Симон ненавидел все это. И ненавидел себя за то, что не может делать то же самое, ни над чем особо не задумываясь.

На третий или четвертый день после осенних каникул, когда Симон испытывал глубочайший душевный спад, все начало меняться. Когда Симон сел за обеденный стол, он заметил рядом с собой новенькую девочку. У нее были темные вьющиеся волосы, бледное рыхлое лицо и большой рот. Ректор представил ее, прежде чем начался обед.

Фелицитас Гербер четырнадцать лет, и она будет ходить в восьмой класс. Пожалуйста, Фелицитас, поднимись на минутку, чтобы тебя все видели.

Девочка послушно поднялась, но ее глаза были опущены, а лицо мрачно. Наступила неловкая тишина. И в этот момент Симон почувствовал всю нелепость ситуации, душевные страдания, которые вынуждена была переживать эта девочка из-за бестактности ректора. Ему понравилось, что, несмотря на это, она старалась держаться прямо.

И сразу же после того, как она снова села, он заговорил с ней. Потом они вдвоем пошли на площадку для курения. Вечером после ужина он показал ей свою комнату. Они курили и разговаривали до самого отбоя. Симон и не знал, сколько слов в нем только и ждали момента, чтобы наконец-то быть высказанными. Ему показалось, что он снова ожил.

С этого дня они были неразлучны. По крайней мере, какое-то время. Симон уговорил ее ходить с ним вместе в гончарный кружок, и таким образом они смогли проводить вместе и послеобеденное время.
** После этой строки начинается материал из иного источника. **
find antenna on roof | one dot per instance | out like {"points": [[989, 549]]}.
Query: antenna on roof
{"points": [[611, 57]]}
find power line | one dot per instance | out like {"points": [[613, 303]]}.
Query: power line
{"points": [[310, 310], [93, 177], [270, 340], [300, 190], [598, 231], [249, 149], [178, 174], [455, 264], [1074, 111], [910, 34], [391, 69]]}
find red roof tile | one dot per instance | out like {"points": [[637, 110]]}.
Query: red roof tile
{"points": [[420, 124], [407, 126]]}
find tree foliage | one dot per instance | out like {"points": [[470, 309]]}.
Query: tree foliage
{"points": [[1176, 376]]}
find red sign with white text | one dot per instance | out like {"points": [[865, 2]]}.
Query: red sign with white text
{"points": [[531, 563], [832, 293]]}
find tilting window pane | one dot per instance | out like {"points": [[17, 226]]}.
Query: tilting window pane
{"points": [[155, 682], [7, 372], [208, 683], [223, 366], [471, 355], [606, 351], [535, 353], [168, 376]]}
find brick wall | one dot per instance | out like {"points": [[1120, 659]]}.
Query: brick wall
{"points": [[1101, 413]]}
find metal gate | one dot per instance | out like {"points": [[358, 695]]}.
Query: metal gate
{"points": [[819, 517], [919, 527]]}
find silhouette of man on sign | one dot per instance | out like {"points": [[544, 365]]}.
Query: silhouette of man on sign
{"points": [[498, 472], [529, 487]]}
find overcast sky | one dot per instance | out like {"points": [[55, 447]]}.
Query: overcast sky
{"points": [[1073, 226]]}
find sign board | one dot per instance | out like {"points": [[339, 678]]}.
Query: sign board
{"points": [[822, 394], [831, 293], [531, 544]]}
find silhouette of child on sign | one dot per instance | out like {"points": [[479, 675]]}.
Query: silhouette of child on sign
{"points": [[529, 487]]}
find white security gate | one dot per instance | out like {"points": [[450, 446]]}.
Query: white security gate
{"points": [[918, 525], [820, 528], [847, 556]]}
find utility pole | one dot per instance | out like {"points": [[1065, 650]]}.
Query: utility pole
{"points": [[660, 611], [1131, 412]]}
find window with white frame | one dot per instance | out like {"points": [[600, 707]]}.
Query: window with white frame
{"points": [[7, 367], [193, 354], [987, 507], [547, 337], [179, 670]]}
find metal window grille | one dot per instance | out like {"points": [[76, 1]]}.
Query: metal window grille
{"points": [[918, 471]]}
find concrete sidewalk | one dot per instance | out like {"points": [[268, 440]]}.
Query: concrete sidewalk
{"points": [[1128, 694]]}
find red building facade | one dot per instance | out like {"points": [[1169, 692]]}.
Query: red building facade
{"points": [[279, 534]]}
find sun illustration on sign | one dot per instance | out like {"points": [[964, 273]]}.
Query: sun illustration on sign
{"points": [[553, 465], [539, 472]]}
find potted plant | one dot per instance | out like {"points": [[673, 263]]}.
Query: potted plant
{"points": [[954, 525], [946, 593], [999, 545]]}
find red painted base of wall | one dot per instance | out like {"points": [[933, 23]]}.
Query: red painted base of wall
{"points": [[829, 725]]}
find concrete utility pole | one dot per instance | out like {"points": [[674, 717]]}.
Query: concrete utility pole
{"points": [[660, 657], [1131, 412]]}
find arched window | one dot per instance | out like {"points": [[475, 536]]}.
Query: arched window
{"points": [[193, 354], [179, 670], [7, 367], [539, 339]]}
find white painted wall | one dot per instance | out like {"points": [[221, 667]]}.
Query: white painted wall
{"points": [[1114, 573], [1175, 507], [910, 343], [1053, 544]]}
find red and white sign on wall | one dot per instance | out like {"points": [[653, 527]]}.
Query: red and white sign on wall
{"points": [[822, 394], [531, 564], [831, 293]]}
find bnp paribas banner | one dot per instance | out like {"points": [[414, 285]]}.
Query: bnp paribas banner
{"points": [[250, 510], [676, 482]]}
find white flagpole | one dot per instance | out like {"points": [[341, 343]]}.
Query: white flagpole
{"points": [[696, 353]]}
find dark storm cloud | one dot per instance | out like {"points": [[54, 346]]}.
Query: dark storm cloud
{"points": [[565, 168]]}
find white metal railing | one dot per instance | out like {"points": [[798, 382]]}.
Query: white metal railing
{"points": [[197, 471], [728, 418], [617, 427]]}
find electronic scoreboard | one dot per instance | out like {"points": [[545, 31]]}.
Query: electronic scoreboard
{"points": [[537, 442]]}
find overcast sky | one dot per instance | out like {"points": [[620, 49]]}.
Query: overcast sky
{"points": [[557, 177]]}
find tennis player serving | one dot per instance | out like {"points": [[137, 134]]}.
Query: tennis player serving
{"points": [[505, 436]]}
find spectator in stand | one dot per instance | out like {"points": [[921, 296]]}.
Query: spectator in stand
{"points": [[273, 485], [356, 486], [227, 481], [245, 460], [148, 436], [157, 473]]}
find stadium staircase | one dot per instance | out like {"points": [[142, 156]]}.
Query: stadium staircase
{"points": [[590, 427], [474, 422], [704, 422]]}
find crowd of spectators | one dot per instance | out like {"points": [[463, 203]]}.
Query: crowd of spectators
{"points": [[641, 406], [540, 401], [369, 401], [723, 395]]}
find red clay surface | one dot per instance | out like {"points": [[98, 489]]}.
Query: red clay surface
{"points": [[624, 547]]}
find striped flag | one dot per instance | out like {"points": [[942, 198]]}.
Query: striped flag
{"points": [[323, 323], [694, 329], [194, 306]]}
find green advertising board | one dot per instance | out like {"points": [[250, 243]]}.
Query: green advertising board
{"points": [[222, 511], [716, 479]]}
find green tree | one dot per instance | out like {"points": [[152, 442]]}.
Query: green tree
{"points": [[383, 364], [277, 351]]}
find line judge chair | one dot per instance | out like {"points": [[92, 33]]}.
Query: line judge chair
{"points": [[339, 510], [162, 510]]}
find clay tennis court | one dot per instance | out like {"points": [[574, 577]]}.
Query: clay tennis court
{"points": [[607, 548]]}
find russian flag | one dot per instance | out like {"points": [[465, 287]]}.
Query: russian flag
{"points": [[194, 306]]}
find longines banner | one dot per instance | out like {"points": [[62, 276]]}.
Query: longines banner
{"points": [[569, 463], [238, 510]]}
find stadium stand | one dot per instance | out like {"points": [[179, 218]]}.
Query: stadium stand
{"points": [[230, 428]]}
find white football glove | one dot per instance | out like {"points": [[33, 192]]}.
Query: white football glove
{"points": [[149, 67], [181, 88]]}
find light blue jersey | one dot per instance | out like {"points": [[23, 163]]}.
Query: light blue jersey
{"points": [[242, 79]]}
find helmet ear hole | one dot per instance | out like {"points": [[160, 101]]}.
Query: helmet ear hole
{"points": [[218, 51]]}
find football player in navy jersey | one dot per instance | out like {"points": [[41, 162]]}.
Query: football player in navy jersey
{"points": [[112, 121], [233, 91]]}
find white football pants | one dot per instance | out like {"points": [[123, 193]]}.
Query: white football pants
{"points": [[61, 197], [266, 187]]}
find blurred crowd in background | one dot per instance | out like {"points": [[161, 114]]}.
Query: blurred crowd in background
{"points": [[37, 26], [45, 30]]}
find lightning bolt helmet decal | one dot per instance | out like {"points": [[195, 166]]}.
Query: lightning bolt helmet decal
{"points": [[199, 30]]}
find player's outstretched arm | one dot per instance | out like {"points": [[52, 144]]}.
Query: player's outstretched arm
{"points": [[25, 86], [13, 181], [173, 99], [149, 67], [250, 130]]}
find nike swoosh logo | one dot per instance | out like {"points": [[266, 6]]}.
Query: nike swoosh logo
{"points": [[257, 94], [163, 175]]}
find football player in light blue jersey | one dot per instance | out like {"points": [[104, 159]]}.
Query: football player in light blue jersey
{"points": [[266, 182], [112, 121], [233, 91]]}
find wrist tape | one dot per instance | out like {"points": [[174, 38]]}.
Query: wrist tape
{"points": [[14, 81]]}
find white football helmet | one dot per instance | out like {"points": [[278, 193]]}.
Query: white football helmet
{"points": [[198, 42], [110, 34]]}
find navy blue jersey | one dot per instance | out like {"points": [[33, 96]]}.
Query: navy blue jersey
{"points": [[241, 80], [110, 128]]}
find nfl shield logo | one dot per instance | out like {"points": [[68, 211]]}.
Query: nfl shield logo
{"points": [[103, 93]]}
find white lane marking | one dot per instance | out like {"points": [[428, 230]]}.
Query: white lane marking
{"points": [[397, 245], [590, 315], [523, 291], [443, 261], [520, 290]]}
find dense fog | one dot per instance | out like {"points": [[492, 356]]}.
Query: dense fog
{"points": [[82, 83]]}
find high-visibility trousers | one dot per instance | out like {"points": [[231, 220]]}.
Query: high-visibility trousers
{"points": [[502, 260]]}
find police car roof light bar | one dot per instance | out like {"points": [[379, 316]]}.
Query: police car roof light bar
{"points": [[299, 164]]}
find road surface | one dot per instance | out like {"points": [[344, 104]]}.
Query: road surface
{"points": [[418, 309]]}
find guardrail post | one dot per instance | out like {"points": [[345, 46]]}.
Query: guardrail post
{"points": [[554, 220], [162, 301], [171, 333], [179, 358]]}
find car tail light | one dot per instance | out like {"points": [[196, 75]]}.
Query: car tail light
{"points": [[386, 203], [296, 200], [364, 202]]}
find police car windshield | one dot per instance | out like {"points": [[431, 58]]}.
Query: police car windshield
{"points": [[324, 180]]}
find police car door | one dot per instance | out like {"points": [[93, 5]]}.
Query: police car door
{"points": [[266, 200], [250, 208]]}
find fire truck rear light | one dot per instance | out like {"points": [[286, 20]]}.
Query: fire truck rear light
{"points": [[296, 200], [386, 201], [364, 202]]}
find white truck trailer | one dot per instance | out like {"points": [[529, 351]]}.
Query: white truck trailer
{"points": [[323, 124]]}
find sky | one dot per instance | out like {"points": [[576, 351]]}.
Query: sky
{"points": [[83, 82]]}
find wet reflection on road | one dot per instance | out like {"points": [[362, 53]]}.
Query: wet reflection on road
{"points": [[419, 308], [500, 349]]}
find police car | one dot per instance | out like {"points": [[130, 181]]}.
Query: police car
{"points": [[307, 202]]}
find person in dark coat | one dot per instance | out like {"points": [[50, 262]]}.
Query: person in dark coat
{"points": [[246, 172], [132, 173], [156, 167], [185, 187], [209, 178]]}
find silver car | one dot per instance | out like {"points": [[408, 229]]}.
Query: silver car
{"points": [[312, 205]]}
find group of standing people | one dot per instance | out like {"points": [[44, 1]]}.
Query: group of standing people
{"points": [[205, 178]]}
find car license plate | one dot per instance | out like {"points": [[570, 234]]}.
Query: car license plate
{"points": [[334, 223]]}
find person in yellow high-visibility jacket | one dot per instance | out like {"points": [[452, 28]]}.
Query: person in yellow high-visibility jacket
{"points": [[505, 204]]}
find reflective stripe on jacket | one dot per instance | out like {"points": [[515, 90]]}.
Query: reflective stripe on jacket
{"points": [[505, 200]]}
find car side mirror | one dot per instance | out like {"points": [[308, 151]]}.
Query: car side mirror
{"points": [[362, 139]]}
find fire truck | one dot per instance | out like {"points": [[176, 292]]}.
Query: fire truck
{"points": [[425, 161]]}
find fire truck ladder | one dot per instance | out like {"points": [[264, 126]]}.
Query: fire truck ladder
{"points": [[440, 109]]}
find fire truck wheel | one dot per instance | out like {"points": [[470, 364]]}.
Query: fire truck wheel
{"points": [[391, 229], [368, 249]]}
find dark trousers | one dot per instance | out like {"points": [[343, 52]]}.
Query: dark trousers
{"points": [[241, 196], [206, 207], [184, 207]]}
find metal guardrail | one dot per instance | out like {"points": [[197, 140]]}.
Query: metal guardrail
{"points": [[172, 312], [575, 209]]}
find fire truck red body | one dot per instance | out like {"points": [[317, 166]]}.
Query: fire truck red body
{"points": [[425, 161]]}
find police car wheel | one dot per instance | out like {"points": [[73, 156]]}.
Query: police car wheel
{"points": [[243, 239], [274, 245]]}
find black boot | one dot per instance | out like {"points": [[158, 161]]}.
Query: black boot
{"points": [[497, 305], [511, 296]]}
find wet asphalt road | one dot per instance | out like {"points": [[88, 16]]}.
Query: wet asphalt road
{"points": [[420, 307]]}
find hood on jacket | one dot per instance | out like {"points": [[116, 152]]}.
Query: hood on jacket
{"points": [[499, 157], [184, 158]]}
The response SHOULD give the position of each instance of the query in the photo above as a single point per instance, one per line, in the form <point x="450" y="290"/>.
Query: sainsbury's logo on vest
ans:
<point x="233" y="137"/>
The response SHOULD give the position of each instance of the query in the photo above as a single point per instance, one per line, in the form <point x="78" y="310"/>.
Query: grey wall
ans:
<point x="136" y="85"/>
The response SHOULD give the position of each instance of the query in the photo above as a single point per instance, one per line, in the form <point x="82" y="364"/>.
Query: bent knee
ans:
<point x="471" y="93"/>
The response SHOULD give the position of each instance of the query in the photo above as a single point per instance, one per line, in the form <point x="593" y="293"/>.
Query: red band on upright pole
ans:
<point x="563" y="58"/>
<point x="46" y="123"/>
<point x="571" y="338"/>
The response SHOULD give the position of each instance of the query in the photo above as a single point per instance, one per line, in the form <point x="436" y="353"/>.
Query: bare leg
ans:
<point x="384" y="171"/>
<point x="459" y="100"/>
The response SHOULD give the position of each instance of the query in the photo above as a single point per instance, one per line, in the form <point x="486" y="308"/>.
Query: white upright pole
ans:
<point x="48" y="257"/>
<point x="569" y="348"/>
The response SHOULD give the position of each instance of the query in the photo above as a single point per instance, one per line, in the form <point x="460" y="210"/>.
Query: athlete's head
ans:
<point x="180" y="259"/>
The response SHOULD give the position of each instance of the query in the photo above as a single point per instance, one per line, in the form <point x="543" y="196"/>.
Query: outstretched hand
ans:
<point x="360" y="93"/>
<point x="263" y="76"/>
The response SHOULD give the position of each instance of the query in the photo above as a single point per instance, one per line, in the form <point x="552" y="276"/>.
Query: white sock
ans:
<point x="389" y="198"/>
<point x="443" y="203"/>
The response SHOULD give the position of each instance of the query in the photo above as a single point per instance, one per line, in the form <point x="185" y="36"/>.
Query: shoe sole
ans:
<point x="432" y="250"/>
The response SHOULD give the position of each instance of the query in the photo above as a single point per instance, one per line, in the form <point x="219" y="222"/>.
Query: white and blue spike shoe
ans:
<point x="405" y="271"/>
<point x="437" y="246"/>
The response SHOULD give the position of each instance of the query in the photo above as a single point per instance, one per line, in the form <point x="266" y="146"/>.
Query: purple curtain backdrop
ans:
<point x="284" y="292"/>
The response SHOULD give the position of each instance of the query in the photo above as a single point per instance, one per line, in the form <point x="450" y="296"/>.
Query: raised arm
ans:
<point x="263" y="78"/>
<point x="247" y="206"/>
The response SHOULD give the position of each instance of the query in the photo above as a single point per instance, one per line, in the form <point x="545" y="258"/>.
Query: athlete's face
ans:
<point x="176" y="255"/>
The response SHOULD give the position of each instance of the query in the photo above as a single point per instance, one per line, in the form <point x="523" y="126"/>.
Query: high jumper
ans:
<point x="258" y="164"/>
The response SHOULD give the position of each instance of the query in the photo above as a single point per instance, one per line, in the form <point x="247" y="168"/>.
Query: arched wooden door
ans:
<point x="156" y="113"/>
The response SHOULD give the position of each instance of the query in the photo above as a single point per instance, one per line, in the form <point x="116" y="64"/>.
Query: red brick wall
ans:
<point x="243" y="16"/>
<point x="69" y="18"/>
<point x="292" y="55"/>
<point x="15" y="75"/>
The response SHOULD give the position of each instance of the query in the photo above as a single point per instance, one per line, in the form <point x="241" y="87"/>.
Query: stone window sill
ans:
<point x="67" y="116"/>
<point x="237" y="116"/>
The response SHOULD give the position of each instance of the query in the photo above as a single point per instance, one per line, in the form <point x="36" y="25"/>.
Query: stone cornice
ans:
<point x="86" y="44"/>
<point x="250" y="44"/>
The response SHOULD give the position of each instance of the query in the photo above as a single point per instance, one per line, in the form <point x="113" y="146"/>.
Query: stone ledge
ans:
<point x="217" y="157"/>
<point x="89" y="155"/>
— То есть вы дружили с ней, — сказала Мона.

— Да.

— Долго? Все время?

Леманн кивнул. Взгляд его все еще был отстраненным. Шум в кафе поутих, большинство посетителей ушли — у них закончился обеденный перерыв. Уже была почти половина третьего, но Мона боялась даже напомнить ему об этом. Она надеялась, что он скажет что-нибудь еще. Но, кажется, Леманн закончил свой рассказ.

— Что она была за человек?

— Очень спокойная, если общалась с незнакомыми ей людьми. Как только знакомилась с человеком поближе, оттаивала.

— Понятно. — Мона решила, что можно было сказать очень много еще об этой дружбе, но, возможно, Леманн ждал правильного вопроса.

— А что было дальше? Вы встречались с Фелицитас?

— Нет! — Леманн посмотрел на нее чуть ли не возмущенно.

— Почему?

— Она была не в моем вкусе. Все очень просто. Она нравилась мне, но совсем не в этом смысле.

Постепенно Мона начала понимать.

— Она была не в вашем вкусе. Но с ее стороны все было как раз наоборот.

— Что-что?

— Фелицитас была влюблена в вас. Так оно и было, не правда ли?

Леманн опустил голову и закрыл лицо руками с длинными тонкими пальцами. Знает, что отступать некуда.

— Хотите еще кофе? — спросил он.

— Да, пожалуй.

Мона не спускала с него глаз. Леманн заказал два эспрессо, и она подумала о том, что за последние полчаса он изменился. Манерность исчезла, мобилку он выключил. Перед ней сидел обычный мужчина, который не пытался кем-то казаться. Он все еще был напряженным, но, тем не менее, оставался самим собой.

И, как будто прочтя ее мысли, он сказал:

— Тогда, в семидесятые годы, у нас была эта идея естественности. Просто не носить маски. Быть самим собой всегда. Ну, знаете, эта психологическая чушь.

— М-м-м.

— Плохо было только тем, кто понимал это слишком буквально.

— Как Фелицитас Гербер?

— Да, — помолчав, сказал Леманн. — Она приняла эту болтовню за чистую монету. Она действительно показывала всем свои слабости. Она пыталась быть честной. Она никогда ни над кем не смеялась, никого не осуждала — в таком духе.

— Вы хорошо понимали ее.

— Да. Какое-то время. — Леманн опустил взгляд. Он задумчиво раскрошил печенье «амаретто» в блюдечко из-под «эспрессо».

— Как долго? До этой поездки в Португалию?

— Нет. Это закончилось намного раньше. Но тогда я этого не понимал.